Capital punishment debate

WHEN my father was born the Nazi party was already in charge of Germany. It was a political movement that preached racial superiority, intolerance, and open violence towards minorities.

During the lifetime of my cousin, who is only five years older than I, blacks in the United States could not legally vote. That right only became guaranteed after the passing of the Civil Rights Act in 1964.

In my lifetime, blacks in South Africa were not allowed to vote, participate in political representation, or move freely across their own country. That only ended when I was an adult in 1993 with the end of apartheid, and I am a middle-aged man.

The point I am trying to make is that equality and justice are relatively new realities, comparatively speaking, about 60 years old in mass application and in total application about 30 years — the market being when the South Africa apartheid Government was removed. That was the world's last rogue State.

So this is really recent when you consider that man has occupied this planet in our present form for about 12,000 years.

True justice is new, and more importantly, fragile. It is very dependent on the judiciary to be fair, logical and genuine.

In recent times there have been calls by political leaders, to include Prime Minister Andrew Holness and Senator Saphire Longmore, to resume capital punishment. This is significantly motivated by the recent violence against children.

The justice system knows that it is not perfect — none is. That's just life. No system is perfect.

Once it is accepted that the justice system is imperfect, then it can't be giving out sentences that they can't reverse. It's that simple.

I am not saying the criminals don't deserve it. If there was a perfect system that could guarantee the guilt of all persons convicted of murder or crimes with guns I would have no problem with them being executed. But that perfect system does not exist.

So would the resumption of the death penalty assist in a massive reduction in crime to include murders?

I don't think so... not in the way it would be applied. It would be too rare and it would be too private.
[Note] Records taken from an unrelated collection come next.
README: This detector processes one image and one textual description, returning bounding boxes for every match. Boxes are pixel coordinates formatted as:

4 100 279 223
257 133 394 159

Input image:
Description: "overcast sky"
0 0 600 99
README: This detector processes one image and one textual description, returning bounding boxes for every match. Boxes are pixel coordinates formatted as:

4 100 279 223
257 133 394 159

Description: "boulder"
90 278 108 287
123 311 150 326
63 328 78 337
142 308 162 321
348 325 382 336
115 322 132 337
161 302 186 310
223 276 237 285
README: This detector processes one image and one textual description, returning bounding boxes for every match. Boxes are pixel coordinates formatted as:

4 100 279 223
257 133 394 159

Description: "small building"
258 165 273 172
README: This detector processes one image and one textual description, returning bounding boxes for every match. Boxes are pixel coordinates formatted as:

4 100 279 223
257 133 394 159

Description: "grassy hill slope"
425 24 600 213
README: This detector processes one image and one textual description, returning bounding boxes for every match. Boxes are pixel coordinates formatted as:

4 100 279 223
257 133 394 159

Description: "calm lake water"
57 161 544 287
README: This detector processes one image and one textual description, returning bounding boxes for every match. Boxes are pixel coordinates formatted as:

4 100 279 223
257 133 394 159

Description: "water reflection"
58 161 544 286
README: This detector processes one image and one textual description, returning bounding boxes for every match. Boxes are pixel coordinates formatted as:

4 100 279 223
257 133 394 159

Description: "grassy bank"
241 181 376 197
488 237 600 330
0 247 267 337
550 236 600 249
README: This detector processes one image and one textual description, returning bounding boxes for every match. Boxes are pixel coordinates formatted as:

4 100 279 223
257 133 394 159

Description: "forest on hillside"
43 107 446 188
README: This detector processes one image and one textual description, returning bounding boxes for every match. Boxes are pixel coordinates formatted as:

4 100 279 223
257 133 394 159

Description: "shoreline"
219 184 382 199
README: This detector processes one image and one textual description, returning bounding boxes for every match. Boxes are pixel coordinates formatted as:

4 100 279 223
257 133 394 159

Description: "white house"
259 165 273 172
Death has to be a likely possibility if it is to serve as a true preventative to commiting crime.

So if you were to hang 40 convicted gun offenders in one day and let the public know you had done so, that could serve as a deterrent. It would also be deserved.

However, is our system perfect? It is one of the fairest but is it perfect? It's not.

The question could be asked why must it be perfect before it is used to kill? That's because life is the ultimate, and the justice system cannot and must not do anything that may be wrong. Why? Because it is the last bastion of justice. It is also truly genuine.

Every action, though complicated, has its history in a good intention — a desire to be good, even perfect.

This is the only reason that it can't do what is required. It simply can't because it's not reversible.

The crime solution of the future most be logical, it must be geared to a preventative strategy, and it must satisfy victims who desire retribution for the pain they have suffered. But until we have a perfect judiciary we can't kill.

We expect high standards from our police force and our army, but our judiciary, that's next level.

So how can true retribution be achieved for those who have been killed?

That is the question that makes persons call for the death penalty because truly, that is what is deserved.

An eye for an eye is justice, true justice, but the judiciary can't be the one to make it happen.

Can there ever be any other punishment reasonable to punish those who kill — particularly those who kill children — other than death? No. Only death is a true punishment for someone who takes a life.

It's also a fitting punishment for those who rape, commit armed robbery, and make their money on the backs of human suffering.

What is the chance that the judiciary could get it wrong? This varies based on country.

Our system is more geared towards ensuring that innocent people don't get wrongly convicted. It's not victim-centred. So we would likely get it right, but what if we didn't?

DNA as a scientific tool has showed the world how many times innocent persons have been convicted.

We will never know how many innocent people were executed, but we know there have been some.

State-ordered killing, although right and deserved, is not the solution because, and only because, there is a chance of an error, one you can't reverse.

Peace lies in the ability to find a system to prevent murder. This is where the effort must be generated towards.

Save innocent lives irrespective of how many criminal rights you have to breach.

That is where our extremism should be going.